1. The Wells argue that Vi-Mac is liable for Miller's negligence because Miller was acting as its agent or joint venturer. The undisputed evidence shows, however, that the relationship between Vi-Mac and Miller was purely a contractual one between two independent businesses. Vi-Mac was Miller's lessor and supplier: Miller paid Vi-Mac a set fee to lease the property and equipment, and also paid for the Texaco gas Vi-Mac provided and delivered. The Wells' assertion that Vi-Mac exercised a high degree of control over Miller's business is not borne out by the record, which shows that Vi-Mac could require Miller to sell only Texaco products and comply with Texaco standards for cleanliness and appearance, but could not otherwise control Miller's hours or manner of operation. Cf. McMullan v. Ga. Girl Fashions, 180 Ga. App. 228, 230 (2) (348 SE2d 748) (1986) (franchisor may exercise some degree of control to protect its national reputation, but still forego that degree of control which would subject it to vicarious liability for negligence of franchisee). As Vi-Mac did not control Miller's hours or manner of operation, Miller was not its agent. See OCGA 10-6-1; McMullan, 180 Ga. App. at 230 (2). And as Vi-Mac and Miller did not have mutual rights of control, there was no joint venture. See Pope v. Goodgame, 223 Ga. App. 672, 674 (2) (c) (478 SE2d 636) (1996). Accordingly, the trial court did not err in granting summary judgment on this ground.
2. The Wells also contend that Vi-Mac is vicariously liable for Miller's negligence under OCGA 51-2-5 (2). This subsection provides that when a person employs another to do work which is inherently dangerous (i.e., it is dangerous no matter how carefully it is performed), the employer who wants the inherently dangerous work done is liable for the negligence of the worker, even though the worker is an independent contractor rather than an employee.
Contrary to the Wells' contention, OCGA 51-2-5 by its terms generally would not apply to chain-of-distribution scenarios such as the one presented here.
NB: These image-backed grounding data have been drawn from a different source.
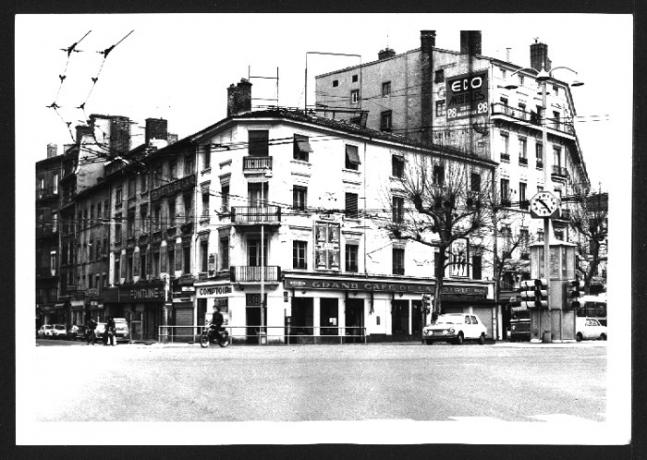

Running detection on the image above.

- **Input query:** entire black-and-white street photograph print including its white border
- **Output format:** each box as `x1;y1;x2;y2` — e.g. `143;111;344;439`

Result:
15;13;634;446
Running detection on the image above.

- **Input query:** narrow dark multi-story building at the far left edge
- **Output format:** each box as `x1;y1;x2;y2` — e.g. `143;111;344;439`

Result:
35;144;65;328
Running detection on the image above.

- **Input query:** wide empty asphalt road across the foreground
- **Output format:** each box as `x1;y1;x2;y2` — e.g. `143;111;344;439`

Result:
33;340;606;421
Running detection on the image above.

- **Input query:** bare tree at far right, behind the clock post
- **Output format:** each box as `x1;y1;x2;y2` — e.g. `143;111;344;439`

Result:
569;191;609;294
Vi-Mac was Miller's lessor and supplier -- not his employer in any sense. It did not hire him to perform a service, but instead agreed to provide him with property and goods in return for payment.
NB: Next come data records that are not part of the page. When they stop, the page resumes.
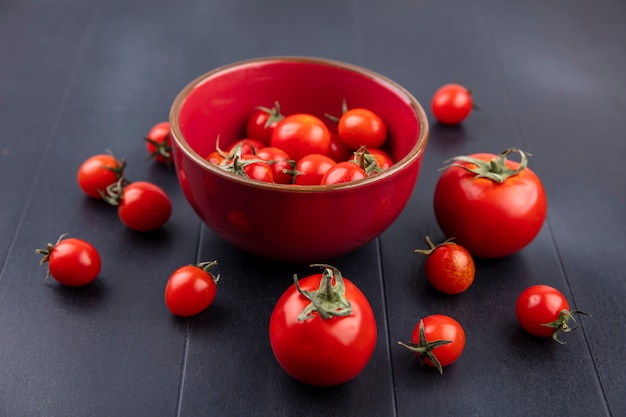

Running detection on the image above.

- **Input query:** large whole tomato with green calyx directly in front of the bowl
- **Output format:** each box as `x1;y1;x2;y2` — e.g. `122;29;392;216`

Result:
269;265;377;386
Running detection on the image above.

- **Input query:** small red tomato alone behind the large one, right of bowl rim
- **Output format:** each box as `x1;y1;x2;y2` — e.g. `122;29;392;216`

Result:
431;83;474;125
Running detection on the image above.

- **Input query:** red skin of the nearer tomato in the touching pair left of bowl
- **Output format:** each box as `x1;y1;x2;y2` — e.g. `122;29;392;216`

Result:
117;181;172;232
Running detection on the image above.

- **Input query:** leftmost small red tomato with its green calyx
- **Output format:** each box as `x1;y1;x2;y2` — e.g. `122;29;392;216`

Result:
36;234;102;287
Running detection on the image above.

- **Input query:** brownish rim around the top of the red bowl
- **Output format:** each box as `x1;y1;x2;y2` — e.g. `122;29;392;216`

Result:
169;55;429;193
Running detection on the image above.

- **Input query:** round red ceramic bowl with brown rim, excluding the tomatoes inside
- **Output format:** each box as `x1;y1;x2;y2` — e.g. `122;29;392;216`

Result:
170;57;428;263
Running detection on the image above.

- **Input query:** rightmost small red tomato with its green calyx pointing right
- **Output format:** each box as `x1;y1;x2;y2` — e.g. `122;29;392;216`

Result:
515;285;589;344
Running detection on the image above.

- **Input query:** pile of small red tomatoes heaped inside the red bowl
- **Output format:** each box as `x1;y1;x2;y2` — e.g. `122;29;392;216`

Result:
205;101;394;185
Moreover, even if we could say Vi-Mac "employed" Miller to sell gas when it agreed to supply him with gas to sell, OCGA 51-2-5 (2) still would not apply because the sale of gas is not inherently dangerous, but becomes dangerous only when done negligently. See Allen v. Cooper, 145 Ga. App. 555 (244 SE2d 98) (1978) (assuming arguendo that the direct seller of Standard Oil gas was the independent contractor of Standard Oil). The Wells suggest we focus on the dangerousness of priming carburetors rather than the dangerousness of selling gas. But even if we could stretch to accept the notion that Vi-Mac "employed" Miller to perform a service, we clearly could not accept the notion that it employed him to perform the service of priming carburetors rather than the service of selling its gas to the public; and that is what we would have to do to make this Code section apply.
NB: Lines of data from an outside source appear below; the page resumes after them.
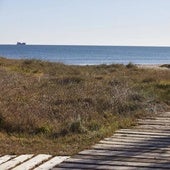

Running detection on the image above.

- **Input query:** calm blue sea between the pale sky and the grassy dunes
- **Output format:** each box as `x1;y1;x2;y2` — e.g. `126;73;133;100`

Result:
0;45;170;65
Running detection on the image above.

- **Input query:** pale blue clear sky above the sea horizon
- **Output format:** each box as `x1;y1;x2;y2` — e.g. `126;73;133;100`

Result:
0;0;170;46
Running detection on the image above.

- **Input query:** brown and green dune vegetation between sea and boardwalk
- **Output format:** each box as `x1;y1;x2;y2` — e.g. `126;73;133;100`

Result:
0;57;170;155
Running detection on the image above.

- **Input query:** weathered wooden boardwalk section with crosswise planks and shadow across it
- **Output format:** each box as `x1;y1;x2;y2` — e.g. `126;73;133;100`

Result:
53;112;170;170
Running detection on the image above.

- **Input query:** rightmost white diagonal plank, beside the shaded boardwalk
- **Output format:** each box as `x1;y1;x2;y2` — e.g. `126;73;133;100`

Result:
34;156;69;170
3. Lastly, the Wells assert that Vi-Mac is liable based on its failure to warn that gas should not be used to prime carburetors in this manner. As a bulk supplier of gas to a knowledgeable distributor, however, Vi-Mac had no duty to warn of gasoline's dangerous propensities. See Exxon Corp. v. Jones, 209 Ga. App. 373, 374-376 (433 SE2d 350) (1993).
Dermer & Black, Richard W. Brown, for appellee.
Thomas M. Strickland, Benjamin C. Free, for appellants.
DECIDED APRIL 24, 1997 -- CERT. APPLIED FOR.